By christinalkann All Rights Reserved ©

Fantasy / Adventure


The winds are rising as the Gods’ Doom descends on Angalas, where people can manipulate elements and minds. While the smallfolk suffer tornadoes, Rose tries to return home from years of travel. Meanwhile Macolley studies at the Shrine, where he’ll learn to listen to the gods. The realm has to trust the witsages when they say the gods are ending the world. First by tornadoes, then earthquakes, then water, then fire, the gods plan to obliterate all but the worthiest—and naturally, no one is “worthier” than witsages, who can manipulate others’ minds and hear the gods’ voices. After roaming the country with a group of soldiers, Rose is called home as the Doom begins. As a fireblood, her depression and illness when the wind brings rain makes a difficult trip even harder. Rose unwittingly rides into a tornado that destroys her belongings and injures her soldiers. Desperate, she travels to the home of her betrothed to wait out the wind-driven rain. However, there she is accused of disrespect and thrown into the bay. A servant pulls Rose out and throws her on a fire to save her life, leaving her plagued with a cough that brings up ashes. Simultaneously, Macolley travels to the Shrine, b


The wind whistled outside the castle and the halls were cool despite the late summer sun. Captain Graze was wary of the unusual weather. Anything out of the ordinary made her wary; it was her job as captain of the king’s Titanium Guard. She eyed the front door suspiciously from her post outside the throne room, inside which King Jonovan met with his council.

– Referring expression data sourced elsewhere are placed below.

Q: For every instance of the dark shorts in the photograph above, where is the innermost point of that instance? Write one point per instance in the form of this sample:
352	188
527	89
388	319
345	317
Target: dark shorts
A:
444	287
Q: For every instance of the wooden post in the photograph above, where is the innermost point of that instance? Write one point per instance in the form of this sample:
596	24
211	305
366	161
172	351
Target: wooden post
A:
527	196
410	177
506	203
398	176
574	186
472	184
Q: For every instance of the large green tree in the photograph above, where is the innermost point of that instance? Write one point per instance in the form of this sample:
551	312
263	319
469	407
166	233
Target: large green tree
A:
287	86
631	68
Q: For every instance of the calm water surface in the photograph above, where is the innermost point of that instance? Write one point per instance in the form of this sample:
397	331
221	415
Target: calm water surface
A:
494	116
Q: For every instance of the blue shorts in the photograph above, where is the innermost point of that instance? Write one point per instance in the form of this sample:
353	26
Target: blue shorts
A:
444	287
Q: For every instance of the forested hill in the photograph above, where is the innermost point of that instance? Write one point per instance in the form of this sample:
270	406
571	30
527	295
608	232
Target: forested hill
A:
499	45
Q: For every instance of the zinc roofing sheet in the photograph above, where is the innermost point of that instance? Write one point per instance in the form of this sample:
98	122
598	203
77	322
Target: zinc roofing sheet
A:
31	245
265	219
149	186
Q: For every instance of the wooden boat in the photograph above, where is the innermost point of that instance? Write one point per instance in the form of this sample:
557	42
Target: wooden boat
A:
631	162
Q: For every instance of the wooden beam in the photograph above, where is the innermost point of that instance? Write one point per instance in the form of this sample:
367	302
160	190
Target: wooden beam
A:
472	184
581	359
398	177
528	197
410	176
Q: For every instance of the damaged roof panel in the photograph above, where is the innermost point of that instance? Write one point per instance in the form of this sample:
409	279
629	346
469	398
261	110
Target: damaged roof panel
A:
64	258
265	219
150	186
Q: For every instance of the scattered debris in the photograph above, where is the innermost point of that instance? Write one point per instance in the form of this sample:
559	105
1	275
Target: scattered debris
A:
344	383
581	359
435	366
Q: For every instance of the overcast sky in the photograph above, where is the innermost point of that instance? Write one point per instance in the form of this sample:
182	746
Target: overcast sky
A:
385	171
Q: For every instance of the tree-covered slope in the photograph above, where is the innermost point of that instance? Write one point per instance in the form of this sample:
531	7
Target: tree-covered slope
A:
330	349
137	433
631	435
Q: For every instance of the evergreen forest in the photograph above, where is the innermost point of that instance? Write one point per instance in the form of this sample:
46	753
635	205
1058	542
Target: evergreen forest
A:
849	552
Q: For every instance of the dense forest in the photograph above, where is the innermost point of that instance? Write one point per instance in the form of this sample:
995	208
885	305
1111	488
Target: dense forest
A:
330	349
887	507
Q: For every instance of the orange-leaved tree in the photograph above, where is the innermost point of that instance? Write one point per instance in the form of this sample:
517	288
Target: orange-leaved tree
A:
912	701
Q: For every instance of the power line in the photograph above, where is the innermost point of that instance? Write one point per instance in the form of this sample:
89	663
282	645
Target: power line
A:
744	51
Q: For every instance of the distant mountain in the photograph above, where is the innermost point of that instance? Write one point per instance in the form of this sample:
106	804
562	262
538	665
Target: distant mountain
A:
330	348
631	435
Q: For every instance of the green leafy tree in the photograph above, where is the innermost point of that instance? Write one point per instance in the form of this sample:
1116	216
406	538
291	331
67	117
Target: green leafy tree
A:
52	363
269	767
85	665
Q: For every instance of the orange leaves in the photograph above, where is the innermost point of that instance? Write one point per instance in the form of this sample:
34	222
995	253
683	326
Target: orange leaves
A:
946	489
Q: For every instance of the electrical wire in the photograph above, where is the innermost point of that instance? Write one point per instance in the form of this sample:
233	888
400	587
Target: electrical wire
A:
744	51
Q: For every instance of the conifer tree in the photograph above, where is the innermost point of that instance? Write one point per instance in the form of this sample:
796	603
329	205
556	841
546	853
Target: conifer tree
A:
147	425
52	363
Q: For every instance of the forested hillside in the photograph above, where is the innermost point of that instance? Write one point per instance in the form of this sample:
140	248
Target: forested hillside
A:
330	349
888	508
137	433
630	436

Feeling the marble beneath her boots, Graze satisfied herself that no one was sneaking or hiding nearby. All the walking feet in the pyramid-shaped castle known as the Rock resonated through her. She was an earthmaster, an extension of the ground. As one of the few earthmasters who could wield any metal, swords and arrows couldn’t touch her. She was captain for a reason.

Appeased, Graze leaned against the cool limestone wall.


Ben Adin, a tall, broad guard, darted toward her from one of the upper wings. Graze waited for him to approach with her hands folded behind her.

“What is it?” she asked as Ben Adin took his time catching his breath. “Tell me the prince is with Ben Dory.” The two of them were supposed to be guarding Prince Aries.

Ben Adin’s eyes flickered around the near-empty entrance hall. “He did again.”

“He’s gone?” Graze asked sharply, her voice low.

Ben Adin nodded. “He slipped out on us—the blink of an eye. He turned himself invisible, made us think he was sitting at his desk.”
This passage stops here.